In my spare time I help blind children. -- I mean the verb, not the adjective.
I nailed my Jewish girlfriend so hard, she turned Christian.
6:30 is the best time on a clock... hands down.
5 out of 6 scientists say Russian Roulette is safe.
According to a recent survey, replacing words with the names of musical instruments in a sentence often goes undetected.
An atom loses an electron... It says, "Man, I really gotta keep an ion them."
No matter how kind you are, German children are kinder.
The three unwritten rules of life:
1. 2. 3.
You can tell a lot about a woman from her ankles. If they are on your shoulders, she probably likes you.
Why didn't anyone react when the king farted? -- It was a noble gas.
My poor knowledge of Greek mythology has always been my Achilles' elbow.
What's the difference between Dubai and Abu Dhabi? -- People in Dubai don't like the Flintstones but people in Abu Dhabi doooo.
Why do cows wear bells?
Because their horns don't work.
9 out of 10 Americans are stupid... I'm so glad I'm in the 1%.

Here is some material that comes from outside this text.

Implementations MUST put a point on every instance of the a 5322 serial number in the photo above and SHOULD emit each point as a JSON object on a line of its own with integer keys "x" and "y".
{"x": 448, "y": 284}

What do you call a girl with an hourglass figure? -- A waist of time.
After God created 24 hours of alternating darkness and light, one of the angels asked him, "What are you going to do now?"
God said, "I think I'm going to call it a day."
I was going to buy a pocket calculator. But then I thought, who cares how many pockets I have?
What's the difference between a hippie chick and a hockey player? The hockey player showers after 3 periods.
Apparently, Monica Lewinsky didn't vote for Hillary Clinton this election. She said the last Clinton presidency left a bad taste in her mouth.